After a 32-month manhunt, Bruno Richard Hauptmann was indicted for the murder. His trial ran from January 3, to February 13, 1935, when the jury rendered a guilty of first-degree murder verdict.
Sentenced to death by electrocution, the state of New Jersey carried out that decree on April 3, 1936.
Though at opposite ends of the emotional spectrum, both Lindbergh's historic nonstop transatlantic solo flight (May 1927) and the kidnapping of his son inspired many recordings.
You know about “The Flemington Kidnapping Trial” (Perfect 13124), but it's interesting that Perfect 13123, just one number earlier, is “The Trial of Bruno Hauptmann, Parts 1 & 2,” by Billy Cox.

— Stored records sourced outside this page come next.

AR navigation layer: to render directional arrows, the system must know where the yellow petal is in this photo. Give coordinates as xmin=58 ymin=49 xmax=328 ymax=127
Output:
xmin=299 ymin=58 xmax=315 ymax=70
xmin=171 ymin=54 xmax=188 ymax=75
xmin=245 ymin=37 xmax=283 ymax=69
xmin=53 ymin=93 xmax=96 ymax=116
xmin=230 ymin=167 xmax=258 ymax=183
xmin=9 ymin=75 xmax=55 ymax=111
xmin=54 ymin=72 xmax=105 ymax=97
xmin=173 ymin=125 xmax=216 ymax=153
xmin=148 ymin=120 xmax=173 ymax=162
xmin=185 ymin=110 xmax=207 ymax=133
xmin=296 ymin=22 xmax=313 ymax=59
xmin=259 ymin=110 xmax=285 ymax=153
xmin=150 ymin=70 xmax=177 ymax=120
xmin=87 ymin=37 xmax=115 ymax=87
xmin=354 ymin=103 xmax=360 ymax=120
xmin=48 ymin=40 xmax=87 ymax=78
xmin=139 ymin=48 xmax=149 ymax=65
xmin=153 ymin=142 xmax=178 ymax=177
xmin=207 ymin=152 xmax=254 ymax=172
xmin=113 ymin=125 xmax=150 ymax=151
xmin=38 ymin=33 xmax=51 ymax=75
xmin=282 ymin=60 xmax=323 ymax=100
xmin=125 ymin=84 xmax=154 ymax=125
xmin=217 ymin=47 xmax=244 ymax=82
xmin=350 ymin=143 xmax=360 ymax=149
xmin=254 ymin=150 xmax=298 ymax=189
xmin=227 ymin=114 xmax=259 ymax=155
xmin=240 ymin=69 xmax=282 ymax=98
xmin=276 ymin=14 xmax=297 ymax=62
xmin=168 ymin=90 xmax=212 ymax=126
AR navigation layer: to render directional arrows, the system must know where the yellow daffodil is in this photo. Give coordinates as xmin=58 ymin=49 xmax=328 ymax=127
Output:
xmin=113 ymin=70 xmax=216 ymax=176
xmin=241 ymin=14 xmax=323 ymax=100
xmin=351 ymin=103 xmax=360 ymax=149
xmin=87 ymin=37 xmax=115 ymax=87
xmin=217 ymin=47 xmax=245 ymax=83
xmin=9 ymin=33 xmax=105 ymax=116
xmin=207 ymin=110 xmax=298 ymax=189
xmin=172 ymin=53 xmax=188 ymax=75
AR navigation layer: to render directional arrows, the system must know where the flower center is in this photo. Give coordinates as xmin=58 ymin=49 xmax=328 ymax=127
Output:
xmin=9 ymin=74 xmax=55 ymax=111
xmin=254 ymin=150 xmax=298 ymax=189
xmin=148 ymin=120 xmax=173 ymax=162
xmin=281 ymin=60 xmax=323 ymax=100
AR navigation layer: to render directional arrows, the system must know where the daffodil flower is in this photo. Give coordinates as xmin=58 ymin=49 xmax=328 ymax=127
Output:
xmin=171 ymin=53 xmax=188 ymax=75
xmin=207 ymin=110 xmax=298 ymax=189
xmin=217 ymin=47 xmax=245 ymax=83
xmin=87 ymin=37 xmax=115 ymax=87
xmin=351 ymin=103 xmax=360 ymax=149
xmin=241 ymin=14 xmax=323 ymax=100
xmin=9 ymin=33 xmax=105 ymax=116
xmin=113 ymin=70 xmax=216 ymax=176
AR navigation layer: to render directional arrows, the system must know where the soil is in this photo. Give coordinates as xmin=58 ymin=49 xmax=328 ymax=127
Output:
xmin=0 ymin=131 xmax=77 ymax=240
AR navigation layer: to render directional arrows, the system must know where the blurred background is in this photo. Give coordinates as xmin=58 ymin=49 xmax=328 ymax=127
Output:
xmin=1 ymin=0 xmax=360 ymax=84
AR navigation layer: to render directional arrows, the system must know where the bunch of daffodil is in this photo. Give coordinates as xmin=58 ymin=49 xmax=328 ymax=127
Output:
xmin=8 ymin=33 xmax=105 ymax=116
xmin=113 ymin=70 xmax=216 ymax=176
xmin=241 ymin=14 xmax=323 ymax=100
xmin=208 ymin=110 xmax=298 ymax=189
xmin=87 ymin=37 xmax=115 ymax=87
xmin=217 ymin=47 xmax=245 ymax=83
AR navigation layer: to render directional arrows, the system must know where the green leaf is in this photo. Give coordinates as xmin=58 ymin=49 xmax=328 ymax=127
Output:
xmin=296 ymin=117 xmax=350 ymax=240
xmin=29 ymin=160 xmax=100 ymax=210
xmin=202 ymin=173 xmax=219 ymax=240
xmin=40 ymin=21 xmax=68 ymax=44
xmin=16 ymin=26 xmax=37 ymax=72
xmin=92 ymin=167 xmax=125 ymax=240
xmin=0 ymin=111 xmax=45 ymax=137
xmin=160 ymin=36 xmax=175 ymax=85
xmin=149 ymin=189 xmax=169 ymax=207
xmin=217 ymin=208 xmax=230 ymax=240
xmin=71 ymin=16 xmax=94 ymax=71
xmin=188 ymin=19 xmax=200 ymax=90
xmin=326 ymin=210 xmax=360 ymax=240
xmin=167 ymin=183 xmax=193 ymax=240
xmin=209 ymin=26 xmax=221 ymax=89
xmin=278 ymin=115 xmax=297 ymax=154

Here are but a few others: “God's Mercy to Col. Lindbergh” (Rev. Leora Ross); “Like an Angel You Flew Into Everyone's Heart” (Vaughn DeLauth); “Lindbergh” (Woody Guthrie); “Lindy Comes to Town” (Al Stewart); “Lucky Lindy” (Nat Shilkert with Victor Orchestra & Chorus); “America Did It Again” (Nat Shilkert with Victor Orchestra & Chorus); “Solo Flight” (Benny Goodman Orchestra Featuring Charlie Christian); “Sorry Mr. Lindbergh” (Michael Jibson & Company); “The Spirit of St. Louis (Charles Lindbergh)” (Morris Schreiber); “Plucky Lindy's Lucky Day” (Vernon Dalhart); and the most popular of them all: “Lindbergh (The Eagle of the USA),” also by Vernon Dalhart.
Speaking of Eagles ...
DEAR JERRY: I have just learned the Eagles are scheduled here at the Sommet Centre later this month.
I haven't decided if I'm going or not, but I really would like to know how many, if any, of the 2008 Eagles are original members.
Once I got stung on a Drifters concert, when not a single guy in the show ever sang on any of their hits.
I don't want to buy a ticket to see someone else singing Eagles' originals.
Cynthia Dodson, Nashville, Tenn.
DEAR CYNTHIA: Like most groups, the Eagles have undergone some personnel changes over the years.
Not many, though, as the current foursome is Don Henley; Glenn Frey; Joe Walsh; and Timothy B. Schmit.
Henley and Frey are charter members. Together with Randy Meisner and Bernie Leadon they founded the band in 1972.
Walsh joined the flock when Leadon resigned in 1975, and Schmit replaced Meisner in '77.
So you see, there are no imposters in this gathering of Eagles.
IZ ZAT SO? A once common recording industry practice is the simultaneous release of the exact same tracks on more than label.
Quite often the cloned discs even used a completely different name to credit the same artist.
For example, “The Flemington Kidnapping Trial” is on Perfect (13124), as well as Oriole (8847) by Floyd Carter. As if two releases were not enough, it is also on Conqueror (8464), but credited to Bob Miller.
“The Trial of Bruno Hauptmann” came out on Perfect (13123) as well as Melotone (13344), with both credited to Billy Cox.
Regardless of label or artist credit, any of these is would now be in the $100 range.